须知聂东流在武林之中声名显赫,於整个北燕年轻一代中极具威望。这地位並非仅靠笼络人心得来,更是因其手段刚柔並济、行事果决凌厉所致。
一人能否立足,並非单靠人情维繫,根本在於自身威严能否震慑四方。
確切而言,岳卢川等人对聂东流,除了表面敬重之外,更多是发自內心的畏惧。
如今连聂东流都被贏玄戏耍於股掌之间,他又岂能善罢甘休?
果然,他话锋一转,沉声道:“若是旁人所遗,倒也罢了,贏玄抢去也就抢去。可此处乃绝天魔尊所留之地!”
“外面堆积如山的尸骸你们也都见了——此人即便身死,亦要拉天下人陪葬,足见其心肠之毒、手段之残!”
“而贏玄其人,性情乖戾,曾因琐事便將张家满门屠尽。倘若让他习得绝天魔尊所留魔功,恐將祸乱北燕武道,酿成滔天大劫!”
“故我已决意下令:尔等可自行追击贏玄,一旦发现其踪跡,能杀则杀;若力有未逮,亦务必夺回攻法,送至我聚义庄封印,绝不容此魔功现世!届时,聚义庄必有重赏!”
“此外,我会命人將贏玄与吕守一画像传遍林中郡,乃至整个燕东大地。凡见其行跡者,皆可上报,我聚义庄倾力追查,势使其无处藏身!”
岳卢川等人闻言,脸上纷纷浮现笑意。

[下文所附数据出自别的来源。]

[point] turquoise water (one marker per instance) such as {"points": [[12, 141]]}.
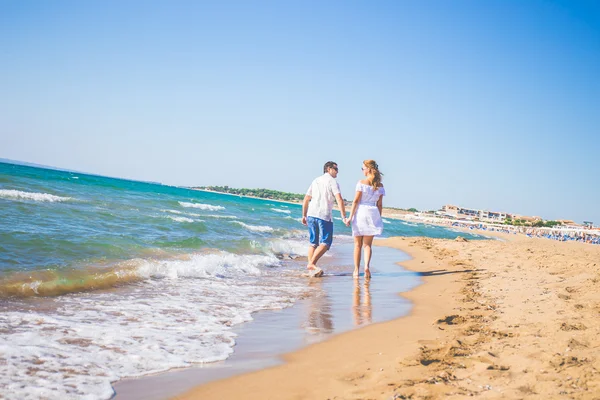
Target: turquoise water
{"points": [[104, 278]]}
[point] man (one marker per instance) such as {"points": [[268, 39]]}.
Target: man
{"points": [[316, 214]]}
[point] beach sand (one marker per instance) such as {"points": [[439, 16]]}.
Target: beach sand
{"points": [[518, 318]]}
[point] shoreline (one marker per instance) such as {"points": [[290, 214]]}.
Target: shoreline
{"points": [[516, 318], [248, 197], [351, 361]]}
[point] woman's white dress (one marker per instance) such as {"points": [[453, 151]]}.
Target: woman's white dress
{"points": [[367, 220]]}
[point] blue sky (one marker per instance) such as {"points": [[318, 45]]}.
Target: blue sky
{"points": [[483, 104]]}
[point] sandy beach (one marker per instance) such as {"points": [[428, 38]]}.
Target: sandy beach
{"points": [[512, 318]]}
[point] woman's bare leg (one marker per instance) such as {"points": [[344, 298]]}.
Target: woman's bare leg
{"points": [[367, 242], [357, 246]]}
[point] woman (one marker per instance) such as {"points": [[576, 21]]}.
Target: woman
{"points": [[365, 215]]}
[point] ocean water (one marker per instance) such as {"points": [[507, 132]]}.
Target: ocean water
{"points": [[103, 279]]}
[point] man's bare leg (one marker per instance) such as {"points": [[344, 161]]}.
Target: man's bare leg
{"points": [[311, 252], [318, 253]]}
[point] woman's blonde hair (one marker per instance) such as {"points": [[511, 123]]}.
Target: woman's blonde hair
{"points": [[374, 175]]}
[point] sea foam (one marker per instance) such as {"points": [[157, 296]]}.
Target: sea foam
{"points": [[19, 195], [201, 206], [180, 316], [254, 228]]}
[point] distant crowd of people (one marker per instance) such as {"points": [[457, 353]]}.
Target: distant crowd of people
{"points": [[563, 235], [548, 233]]}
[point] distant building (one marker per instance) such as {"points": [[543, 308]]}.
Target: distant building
{"points": [[474, 214]]}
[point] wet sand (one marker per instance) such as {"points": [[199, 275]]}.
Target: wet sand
{"points": [[517, 318], [336, 303]]}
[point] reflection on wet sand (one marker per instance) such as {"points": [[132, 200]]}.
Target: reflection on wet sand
{"points": [[362, 309], [320, 317]]}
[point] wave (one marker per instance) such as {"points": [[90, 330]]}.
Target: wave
{"points": [[180, 219], [254, 228], [58, 282], [288, 247], [201, 206], [219, 216], [19, 195], [172, 211]]}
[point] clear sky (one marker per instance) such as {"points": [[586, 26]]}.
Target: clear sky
{"points": [[483, 104]]}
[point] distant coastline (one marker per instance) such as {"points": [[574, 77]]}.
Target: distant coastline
{"points": [[203, 189]]}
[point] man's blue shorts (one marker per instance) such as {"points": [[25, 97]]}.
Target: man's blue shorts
{"points": [[320, 231]]}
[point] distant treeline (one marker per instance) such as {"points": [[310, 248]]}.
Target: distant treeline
{"points": [[262, 193]]}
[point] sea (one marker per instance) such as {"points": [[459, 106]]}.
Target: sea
{"points": [[103, 279]]}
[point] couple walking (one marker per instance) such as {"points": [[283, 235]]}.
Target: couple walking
{"points": [[365, 215]]}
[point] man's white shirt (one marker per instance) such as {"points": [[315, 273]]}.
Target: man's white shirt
{"points": [[322, 191]]}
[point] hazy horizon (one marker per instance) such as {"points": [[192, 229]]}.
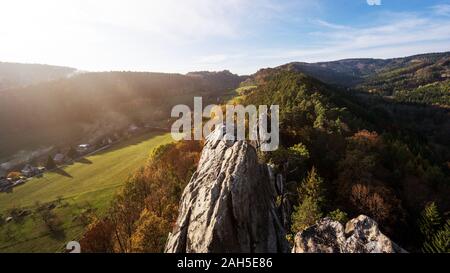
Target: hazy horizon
{"points": [[238, 35]]}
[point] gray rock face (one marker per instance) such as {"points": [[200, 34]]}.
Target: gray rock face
{"points": [[229, 204], [361, 235]]}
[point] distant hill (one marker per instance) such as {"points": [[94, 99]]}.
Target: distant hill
{"points": [[89, 106], [13, 75], [406, 79]]}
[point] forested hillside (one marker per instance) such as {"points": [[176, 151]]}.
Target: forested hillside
{"points": [[417, 79], [348, 155]]}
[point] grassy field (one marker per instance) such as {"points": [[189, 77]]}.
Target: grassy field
{"points": [[89, 183]]}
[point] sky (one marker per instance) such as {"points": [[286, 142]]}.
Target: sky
{"points": [[239, 35]]}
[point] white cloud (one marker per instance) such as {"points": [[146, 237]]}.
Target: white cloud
{"points": [[399, 35], [374, 2], [442, 10]]}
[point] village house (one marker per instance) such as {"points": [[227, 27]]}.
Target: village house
{"points": [[30, 171], [4, 184], [82, 148], [59, 158]]}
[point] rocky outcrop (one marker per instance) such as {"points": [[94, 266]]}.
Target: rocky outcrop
{"points": [[229, 204], [361, 235]]}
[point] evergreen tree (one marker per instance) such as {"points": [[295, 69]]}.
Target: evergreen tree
{"points": [[72, 153], [311, 197], [50, 163], [436, 237]]}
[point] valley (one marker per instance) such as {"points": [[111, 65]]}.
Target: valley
{"points": [[75, 191]]}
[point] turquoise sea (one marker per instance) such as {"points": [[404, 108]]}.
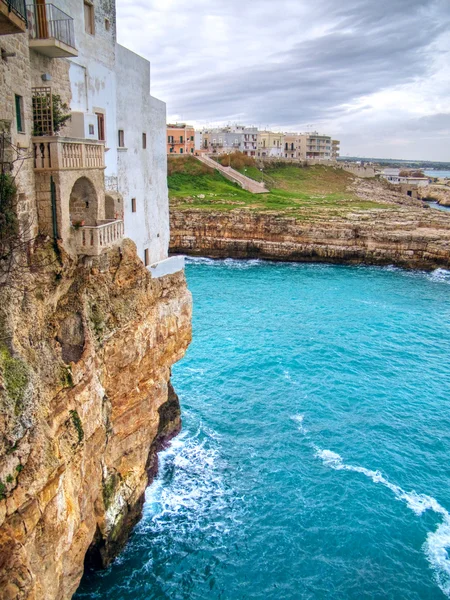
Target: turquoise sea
{"points": [[315, 457]]}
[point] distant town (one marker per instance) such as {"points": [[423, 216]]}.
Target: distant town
{"points": [[183, 139]]}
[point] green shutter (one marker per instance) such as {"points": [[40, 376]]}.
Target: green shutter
{"points": [[19, 113]]}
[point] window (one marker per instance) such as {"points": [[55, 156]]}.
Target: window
{"points": [[101, 126], [89, 17], [19, 114]]}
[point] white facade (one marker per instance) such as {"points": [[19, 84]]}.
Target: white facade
{"points": [[111, 84], [142, 172]]}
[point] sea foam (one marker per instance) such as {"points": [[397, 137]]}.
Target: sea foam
{"points": [[437, 542]]}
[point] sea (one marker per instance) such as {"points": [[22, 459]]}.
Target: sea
{"points": [[437, 173], [314, 457]]}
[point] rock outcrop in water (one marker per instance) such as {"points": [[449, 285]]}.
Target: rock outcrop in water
{"points": [[405, 233], [85, 361]]}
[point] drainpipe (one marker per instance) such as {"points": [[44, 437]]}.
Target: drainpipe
{"points": [[54, 217]]}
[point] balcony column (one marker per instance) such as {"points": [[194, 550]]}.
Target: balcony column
{"points": [[55, 151], [83, 156]]}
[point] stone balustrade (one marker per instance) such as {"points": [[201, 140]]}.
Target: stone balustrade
{"points": [[92, 240], [58, 153]]}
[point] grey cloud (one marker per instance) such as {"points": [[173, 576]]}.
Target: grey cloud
{"points": [[284, 62]]}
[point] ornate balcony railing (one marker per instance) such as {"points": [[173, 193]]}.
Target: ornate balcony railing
{"points": [[13, 16], [92, 240], [58, 153], [48, 22], [18, 7]]}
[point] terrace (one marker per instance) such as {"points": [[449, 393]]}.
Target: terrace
{"points": [[51, 31], [13, 16]]}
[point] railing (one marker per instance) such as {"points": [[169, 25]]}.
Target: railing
{"points": [[47, 21], [112, 183], [92, 240], [18, 7], [56, 153]]}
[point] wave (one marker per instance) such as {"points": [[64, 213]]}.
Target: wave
{"points": [[230, 263], [189, 486], [199, 260], [439, 275], [299, 420], [437, 542]]}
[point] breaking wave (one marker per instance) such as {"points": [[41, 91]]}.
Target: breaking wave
{"points": [[437, 543]]}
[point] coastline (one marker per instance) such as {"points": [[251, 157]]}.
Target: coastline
{"points": [[407, 238]]}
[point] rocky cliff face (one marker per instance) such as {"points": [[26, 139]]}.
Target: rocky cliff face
{"points": [[85, 358], [404, 233]]}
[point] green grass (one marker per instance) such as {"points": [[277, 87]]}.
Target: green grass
{"points": [[298, 192]]}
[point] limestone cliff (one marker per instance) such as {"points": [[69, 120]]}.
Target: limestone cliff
{"points": [[85, 360], [404, 233]]}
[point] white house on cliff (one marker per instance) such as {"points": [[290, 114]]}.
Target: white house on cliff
{"points": [[103, 176]]}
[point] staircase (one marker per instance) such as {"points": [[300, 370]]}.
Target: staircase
{"points": [[232, 175]]}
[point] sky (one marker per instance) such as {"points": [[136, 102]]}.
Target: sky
{"points": [[374, 74]]}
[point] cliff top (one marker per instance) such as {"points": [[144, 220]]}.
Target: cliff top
{"points": [[300, 192]]}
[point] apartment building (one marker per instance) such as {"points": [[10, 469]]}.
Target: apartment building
{"points": [[233, 138], [270, 144], [104, 175], [180, 139], [291, 146], [335, 149], [315, 146]]}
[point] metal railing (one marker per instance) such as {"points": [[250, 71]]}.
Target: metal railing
{"points": [[18, 7], [47, 21]]}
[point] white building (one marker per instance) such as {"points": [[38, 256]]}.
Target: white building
{"points": [[111, 101]]}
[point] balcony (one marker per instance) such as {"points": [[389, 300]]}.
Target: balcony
{"points": [[92, 240], [13, 16], [51, 31], [54, 153]]}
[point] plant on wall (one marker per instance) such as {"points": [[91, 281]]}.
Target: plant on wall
{"points": [[50, 114]]}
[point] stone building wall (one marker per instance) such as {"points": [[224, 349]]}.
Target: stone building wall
{"points": [[15, 78]]}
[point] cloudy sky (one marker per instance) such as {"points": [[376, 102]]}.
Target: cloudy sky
{"points": [[373, 73]]}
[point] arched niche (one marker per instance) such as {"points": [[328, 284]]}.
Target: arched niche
{"points": [[83, 203]]}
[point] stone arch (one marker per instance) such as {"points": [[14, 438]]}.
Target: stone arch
{"points": [[113, 206], [83, 202]]}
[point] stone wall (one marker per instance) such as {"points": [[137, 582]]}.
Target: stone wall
{"points": [[15, 78], [142, 172]]}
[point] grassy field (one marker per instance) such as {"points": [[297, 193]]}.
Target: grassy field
{"points": [[294, 191]]}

少庄主果然非同凡响,一出手便是诛心之策。
以聚义庄在燕国乃至整个武林的影响力,只要画像传出,任何见过贏玄之人,都会密切关注其动向,令其寸步难行。
更关键的是,聂东流愿以重金悬赏换取魔功——这正是所有人梦寐以求的机会。
他们虽出身名门正派,但谁又不想暗中参悟魔道秘术?只是此类功法凶险异常,稍有不慎便会走火入魔,故无人敢轻易尝试。
而今聂东流亲自出面收缴此功,无论聚义庄是否真打算彻底封存,只要能藉此谋利,便是稳赚不赔。

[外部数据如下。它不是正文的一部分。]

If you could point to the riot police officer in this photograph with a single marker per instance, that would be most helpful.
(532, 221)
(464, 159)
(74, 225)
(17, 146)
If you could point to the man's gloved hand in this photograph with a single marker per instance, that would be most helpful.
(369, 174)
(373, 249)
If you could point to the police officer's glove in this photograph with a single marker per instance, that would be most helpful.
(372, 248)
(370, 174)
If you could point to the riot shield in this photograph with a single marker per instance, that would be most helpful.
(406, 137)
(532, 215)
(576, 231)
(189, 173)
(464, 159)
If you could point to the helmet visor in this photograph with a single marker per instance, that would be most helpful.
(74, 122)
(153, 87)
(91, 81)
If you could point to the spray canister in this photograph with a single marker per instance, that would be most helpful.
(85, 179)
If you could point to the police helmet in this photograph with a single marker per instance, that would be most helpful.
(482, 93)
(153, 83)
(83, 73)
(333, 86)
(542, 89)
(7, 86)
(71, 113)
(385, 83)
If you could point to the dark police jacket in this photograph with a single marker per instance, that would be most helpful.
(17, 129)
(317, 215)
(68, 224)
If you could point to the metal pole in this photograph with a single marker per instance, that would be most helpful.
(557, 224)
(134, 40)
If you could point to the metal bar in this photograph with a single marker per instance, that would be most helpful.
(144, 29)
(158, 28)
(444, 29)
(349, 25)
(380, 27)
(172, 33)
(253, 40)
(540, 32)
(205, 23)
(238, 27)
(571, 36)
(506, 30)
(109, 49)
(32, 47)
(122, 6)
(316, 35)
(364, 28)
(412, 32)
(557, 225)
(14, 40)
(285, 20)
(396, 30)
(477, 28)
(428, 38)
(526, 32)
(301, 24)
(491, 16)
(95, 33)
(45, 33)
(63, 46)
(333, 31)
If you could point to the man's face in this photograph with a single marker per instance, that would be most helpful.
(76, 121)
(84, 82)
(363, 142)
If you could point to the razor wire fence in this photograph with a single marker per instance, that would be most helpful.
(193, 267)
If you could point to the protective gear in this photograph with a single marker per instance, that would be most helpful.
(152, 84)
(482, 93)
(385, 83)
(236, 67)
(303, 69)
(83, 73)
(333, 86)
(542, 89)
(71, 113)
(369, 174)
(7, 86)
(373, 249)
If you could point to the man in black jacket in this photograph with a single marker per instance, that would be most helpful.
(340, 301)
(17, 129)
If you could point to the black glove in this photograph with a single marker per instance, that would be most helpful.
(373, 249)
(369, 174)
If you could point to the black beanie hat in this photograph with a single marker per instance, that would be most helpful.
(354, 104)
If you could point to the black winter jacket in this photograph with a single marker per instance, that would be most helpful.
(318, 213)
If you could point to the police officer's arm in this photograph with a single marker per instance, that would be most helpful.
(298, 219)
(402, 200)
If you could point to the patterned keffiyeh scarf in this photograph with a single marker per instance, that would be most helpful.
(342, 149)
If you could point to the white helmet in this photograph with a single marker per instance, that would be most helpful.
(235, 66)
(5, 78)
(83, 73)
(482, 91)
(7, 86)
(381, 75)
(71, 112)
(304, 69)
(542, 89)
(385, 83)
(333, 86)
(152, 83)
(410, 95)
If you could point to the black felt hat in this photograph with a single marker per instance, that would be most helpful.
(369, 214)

聂东流见眾人神情欣然,心中冷笑,面上却不露分毫,唯眼神深处掠过一丝难以察觉的异样。
其实以聚义庄当下实力,並非不能派人追杀贏玄。然而庄內事务繁杂,可用之人寥寥无几。他本人虽强,却也未必能斩杀贏玄。
与其亲自动手,不如借刀杀人——让岳卢川等人先行出击。有了聚义庄的號令,他们必將全力搜捕,迅速锁定贏玄行踪。待其被逼至绝境,聚义庄再出手摘果,坐收渔利,岂不省时省力?
以最小代价,达成最大目的,这正是聂东流一贯作风。